The molecule shown here is difluoromethane (CH_2F2), which is used as a refrigerant called R-32. (a) Based on the structure, how many electron domains surround the \(\mathrm{C}\) atom in this molecule? (b) Would the molecule have a nonzero dipole moment? (c) If the molecule is polar, which of the following describes the direction of the overall dipole moment vector in the molecule: (i) from the carbon atom toward a fluorine atom, (ii) from the carbon atom to a point midway between the fluorine atoms, (iii) from the carbon atom to a point midway between the hydrogen atoms, or (iv) from the earbon atom toward a hydrogen atom? [Sections 9.2 and 9.3\(]\)
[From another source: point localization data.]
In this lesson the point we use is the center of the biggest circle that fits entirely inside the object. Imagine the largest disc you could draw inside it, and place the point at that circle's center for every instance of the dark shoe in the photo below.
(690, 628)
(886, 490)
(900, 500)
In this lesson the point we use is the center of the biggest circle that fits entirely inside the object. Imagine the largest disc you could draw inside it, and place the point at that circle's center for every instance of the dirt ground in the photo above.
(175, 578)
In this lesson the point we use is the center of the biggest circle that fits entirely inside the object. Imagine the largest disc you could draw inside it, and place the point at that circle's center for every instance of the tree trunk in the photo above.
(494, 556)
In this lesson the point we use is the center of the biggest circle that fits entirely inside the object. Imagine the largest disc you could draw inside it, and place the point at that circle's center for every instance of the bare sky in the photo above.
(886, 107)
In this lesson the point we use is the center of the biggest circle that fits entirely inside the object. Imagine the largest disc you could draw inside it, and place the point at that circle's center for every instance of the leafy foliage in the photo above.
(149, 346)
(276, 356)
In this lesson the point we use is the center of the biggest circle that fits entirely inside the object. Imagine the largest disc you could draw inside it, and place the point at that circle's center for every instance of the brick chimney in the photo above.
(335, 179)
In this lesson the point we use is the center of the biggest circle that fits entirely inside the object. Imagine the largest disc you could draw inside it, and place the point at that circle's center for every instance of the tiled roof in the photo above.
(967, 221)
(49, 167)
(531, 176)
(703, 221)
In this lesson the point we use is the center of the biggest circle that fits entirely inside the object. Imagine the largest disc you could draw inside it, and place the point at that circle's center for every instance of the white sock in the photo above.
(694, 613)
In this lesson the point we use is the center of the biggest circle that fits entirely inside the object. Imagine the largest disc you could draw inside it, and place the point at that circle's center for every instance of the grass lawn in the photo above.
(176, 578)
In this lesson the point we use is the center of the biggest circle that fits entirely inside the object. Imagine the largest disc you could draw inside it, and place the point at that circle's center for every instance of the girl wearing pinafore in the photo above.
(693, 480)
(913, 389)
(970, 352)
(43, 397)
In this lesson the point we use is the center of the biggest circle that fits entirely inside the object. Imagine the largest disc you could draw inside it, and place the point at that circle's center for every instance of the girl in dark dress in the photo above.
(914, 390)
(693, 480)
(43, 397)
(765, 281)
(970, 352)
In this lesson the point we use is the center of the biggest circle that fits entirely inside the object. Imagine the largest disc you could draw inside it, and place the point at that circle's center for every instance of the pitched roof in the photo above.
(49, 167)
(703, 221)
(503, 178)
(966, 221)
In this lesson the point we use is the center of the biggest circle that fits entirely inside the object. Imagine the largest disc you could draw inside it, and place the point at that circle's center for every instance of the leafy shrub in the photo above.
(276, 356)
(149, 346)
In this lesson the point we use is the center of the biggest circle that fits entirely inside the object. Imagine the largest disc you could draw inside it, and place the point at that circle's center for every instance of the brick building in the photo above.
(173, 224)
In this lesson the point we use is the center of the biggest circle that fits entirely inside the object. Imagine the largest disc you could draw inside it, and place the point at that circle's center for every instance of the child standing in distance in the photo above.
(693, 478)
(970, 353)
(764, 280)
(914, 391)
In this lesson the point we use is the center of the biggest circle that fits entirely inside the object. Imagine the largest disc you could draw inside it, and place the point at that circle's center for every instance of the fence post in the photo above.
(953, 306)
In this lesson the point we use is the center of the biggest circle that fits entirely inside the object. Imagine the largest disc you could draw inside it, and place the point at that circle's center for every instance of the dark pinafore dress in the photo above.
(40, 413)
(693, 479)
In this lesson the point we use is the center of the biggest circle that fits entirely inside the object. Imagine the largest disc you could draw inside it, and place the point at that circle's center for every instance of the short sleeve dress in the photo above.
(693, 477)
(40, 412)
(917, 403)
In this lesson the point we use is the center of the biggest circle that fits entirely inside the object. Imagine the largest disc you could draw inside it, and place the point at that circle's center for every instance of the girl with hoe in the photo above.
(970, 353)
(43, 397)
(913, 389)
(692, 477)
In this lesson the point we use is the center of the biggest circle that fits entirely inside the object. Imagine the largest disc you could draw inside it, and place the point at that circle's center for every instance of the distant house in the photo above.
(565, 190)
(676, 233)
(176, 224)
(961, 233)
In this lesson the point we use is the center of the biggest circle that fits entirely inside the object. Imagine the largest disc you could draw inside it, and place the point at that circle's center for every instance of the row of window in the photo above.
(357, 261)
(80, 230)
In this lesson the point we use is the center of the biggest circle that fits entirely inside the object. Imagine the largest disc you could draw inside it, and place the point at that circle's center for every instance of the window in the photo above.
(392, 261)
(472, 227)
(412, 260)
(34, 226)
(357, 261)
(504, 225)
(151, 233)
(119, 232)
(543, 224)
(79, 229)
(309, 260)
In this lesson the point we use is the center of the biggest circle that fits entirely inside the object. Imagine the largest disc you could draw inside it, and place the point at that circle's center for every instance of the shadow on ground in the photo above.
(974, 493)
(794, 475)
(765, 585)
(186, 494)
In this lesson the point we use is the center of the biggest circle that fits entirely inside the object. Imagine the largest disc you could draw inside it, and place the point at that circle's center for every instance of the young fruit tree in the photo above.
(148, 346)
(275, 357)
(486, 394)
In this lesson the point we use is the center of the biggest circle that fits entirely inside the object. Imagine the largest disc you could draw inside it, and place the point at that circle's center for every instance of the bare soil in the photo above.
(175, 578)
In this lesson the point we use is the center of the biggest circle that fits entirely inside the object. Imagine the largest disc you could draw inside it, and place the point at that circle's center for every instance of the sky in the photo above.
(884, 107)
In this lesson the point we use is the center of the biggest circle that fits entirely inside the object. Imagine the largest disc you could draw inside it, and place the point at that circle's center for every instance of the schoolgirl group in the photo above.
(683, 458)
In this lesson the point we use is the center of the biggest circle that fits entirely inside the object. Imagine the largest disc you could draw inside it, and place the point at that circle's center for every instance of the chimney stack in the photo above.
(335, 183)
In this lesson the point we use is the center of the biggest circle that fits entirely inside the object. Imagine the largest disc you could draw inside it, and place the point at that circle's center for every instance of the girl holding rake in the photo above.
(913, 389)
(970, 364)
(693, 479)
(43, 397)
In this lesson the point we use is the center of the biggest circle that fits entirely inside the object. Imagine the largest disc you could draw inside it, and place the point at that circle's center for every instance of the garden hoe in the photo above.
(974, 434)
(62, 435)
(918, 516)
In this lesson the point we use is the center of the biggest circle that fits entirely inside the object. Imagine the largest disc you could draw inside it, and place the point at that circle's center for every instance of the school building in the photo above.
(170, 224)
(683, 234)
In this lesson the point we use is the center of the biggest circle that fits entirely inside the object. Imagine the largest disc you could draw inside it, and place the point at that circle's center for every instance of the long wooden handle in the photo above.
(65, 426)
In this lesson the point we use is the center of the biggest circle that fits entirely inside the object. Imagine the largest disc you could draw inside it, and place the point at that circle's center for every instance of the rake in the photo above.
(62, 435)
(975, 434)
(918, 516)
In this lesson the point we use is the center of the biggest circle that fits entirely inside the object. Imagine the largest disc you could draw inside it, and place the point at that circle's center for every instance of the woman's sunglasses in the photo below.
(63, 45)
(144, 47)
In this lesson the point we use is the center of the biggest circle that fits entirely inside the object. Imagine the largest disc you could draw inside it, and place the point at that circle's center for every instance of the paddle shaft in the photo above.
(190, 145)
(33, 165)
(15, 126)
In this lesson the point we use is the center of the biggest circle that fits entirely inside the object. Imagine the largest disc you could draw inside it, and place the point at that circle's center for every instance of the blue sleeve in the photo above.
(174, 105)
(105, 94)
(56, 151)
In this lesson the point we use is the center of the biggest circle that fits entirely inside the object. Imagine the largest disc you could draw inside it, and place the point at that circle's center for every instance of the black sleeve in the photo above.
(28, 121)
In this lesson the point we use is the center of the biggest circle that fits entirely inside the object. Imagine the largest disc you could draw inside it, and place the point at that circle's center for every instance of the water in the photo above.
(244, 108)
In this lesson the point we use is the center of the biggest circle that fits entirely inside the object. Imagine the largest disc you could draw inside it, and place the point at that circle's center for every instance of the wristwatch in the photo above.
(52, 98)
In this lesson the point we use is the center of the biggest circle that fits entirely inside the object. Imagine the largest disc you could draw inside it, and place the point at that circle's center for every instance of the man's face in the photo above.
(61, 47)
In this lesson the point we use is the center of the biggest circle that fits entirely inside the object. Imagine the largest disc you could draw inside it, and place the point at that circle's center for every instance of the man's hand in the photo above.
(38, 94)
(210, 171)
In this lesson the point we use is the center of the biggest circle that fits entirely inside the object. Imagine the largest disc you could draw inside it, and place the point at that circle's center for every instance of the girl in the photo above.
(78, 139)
The number of electron domains surrounding an atom is the total number of lone pairs and bonded atoms. In the difluoromethane (CH2F2) molecule, the carbon atom is bonded to two hydrogen atoms and two fluorine atoms. Since carbon has no lone pairs, the electron domains surrounding the carbon atom are those formed by the two hydrogen and two fluorine atoms. Number of electron domains = Number of bonded atoms = 2 hydrogen atoms + 2 fluorine atoms = 4 electron domains

To determine if the molecule has a nonzero dipole moment, we need to consider the individual bond dipoles and their orientation in the molecular structure. The bond between carbon and fluorine (C-F) is polar, as fluorine is highly electronegative. Hence, there will be a bond dipole moment vector pointing from the carbon atom to each fluorine atom. On the other hand, the bond between carbon and hydrogen (C-H) is less polar, but still has a small bond dipole moment vector pointing from the carbon atom to each hydrogen atom. Due to CH2F2's tetrahedral shape, the molecule is asymmetric, so the dipoles don't cancel each other out, resulting in a nonzero net dipole moment. Hence, the molecule has a nonzero dipole moment and is polar.

Since CH2F2 is polar, we now need to describe the overall dipole moment vector direction. Given the options in the exercise: (i) from the carbon atom toward a fluorine atom (ii) from the carbon atom to a point midway between the fluorine atoms (iii) from the carbon atom to a point midway between the hydrogen atoms (iv) from the carbon atom toward a hydrogen atom The bond dipoles of the C-F bonds are larger than the bond dipoles of the C-H bonds. Therefore, the overall dipole moment vector is influenced more by the C-F bond dipoles and points in the direction closest to the fluorine atoms. Since there are two fluorine atoms, the overall dipole moment vector will point from the carbon atom to a point midway between the fluorine atoms. Thus, the correct option is (ii) from the carbon atom to a point midway between the fluorine atoms.